Aerogen Pharma and Lyomark Pharma have announced a partnership for development and commercialization of AP-002, a nasally-inhaled surfactant based on Lyomark’s Alveofact bovine lung surfactant for the treatment of respiratory distress syndrome (RDS) in pre-term infants. According to Aerogen, the company has also initiated a Phase 2 study of AP-002 in Australia, with results expected in mid-2018.
Alveofact is currently marketed as a treatment for RDS in 27 countries.

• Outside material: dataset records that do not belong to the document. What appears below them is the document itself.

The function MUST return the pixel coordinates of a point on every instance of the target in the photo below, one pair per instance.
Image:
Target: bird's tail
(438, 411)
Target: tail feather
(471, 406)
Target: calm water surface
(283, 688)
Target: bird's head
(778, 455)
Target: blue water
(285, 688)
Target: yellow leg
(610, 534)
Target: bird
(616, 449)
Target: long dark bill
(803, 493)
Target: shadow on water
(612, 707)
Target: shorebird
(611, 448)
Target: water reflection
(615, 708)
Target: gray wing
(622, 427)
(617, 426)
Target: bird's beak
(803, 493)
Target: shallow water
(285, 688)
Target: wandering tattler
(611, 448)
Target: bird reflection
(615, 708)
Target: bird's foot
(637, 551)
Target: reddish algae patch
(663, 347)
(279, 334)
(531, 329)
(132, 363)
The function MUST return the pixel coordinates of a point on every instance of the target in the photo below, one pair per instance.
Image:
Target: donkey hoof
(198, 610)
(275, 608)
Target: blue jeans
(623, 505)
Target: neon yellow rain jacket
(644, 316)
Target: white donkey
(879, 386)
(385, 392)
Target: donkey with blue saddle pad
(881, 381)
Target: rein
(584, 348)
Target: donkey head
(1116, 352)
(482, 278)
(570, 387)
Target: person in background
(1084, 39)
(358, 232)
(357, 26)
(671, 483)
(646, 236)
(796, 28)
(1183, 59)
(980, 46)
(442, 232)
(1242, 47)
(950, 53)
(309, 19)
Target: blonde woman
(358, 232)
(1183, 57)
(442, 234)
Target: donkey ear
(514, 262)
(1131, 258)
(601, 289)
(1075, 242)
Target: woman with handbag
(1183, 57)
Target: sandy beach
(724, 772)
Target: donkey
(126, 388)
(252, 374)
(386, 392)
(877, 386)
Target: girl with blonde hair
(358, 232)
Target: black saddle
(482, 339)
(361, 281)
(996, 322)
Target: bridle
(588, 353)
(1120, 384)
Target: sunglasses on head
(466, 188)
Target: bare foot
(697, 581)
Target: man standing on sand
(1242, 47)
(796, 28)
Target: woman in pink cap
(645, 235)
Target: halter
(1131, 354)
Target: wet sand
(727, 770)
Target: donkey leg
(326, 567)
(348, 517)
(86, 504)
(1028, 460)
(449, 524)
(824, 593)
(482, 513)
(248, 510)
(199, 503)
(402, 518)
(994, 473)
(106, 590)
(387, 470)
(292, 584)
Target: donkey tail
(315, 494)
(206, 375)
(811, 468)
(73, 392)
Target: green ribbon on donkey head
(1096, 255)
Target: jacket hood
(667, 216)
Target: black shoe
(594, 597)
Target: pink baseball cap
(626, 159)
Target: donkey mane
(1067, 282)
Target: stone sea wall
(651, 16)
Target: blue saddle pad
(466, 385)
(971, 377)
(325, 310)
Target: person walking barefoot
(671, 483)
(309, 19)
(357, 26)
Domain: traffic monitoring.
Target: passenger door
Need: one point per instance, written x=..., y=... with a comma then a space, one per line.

The companies say that AP-002, as a nebulized surfactant delivered by Aerogen’s PDAP system, would reduce side effects associated with existing lung surfactant delivery methods, which involve sedation, intubation, and mechanical ventilation.
Aerogen Pharma Corporation VP and General Manager Andy Clark commented, “We are grateful to the dedicated Australian medical teams involved in our first clinical investigation of AP-002, which has the potential to be a major advance in the care of these precious and highly vulnerable patients.”
Lyomark Pharma Managing Director Malik Malocho said, “While surfactant therapy saves lives, today’s invasive methods of administration are often associated with adverse side effects that limit its use. We believe that Lyomark’s drug and Aerogen’s delivery system, in combination, will uniquely benefit patients by avoiding these complications and limitations.”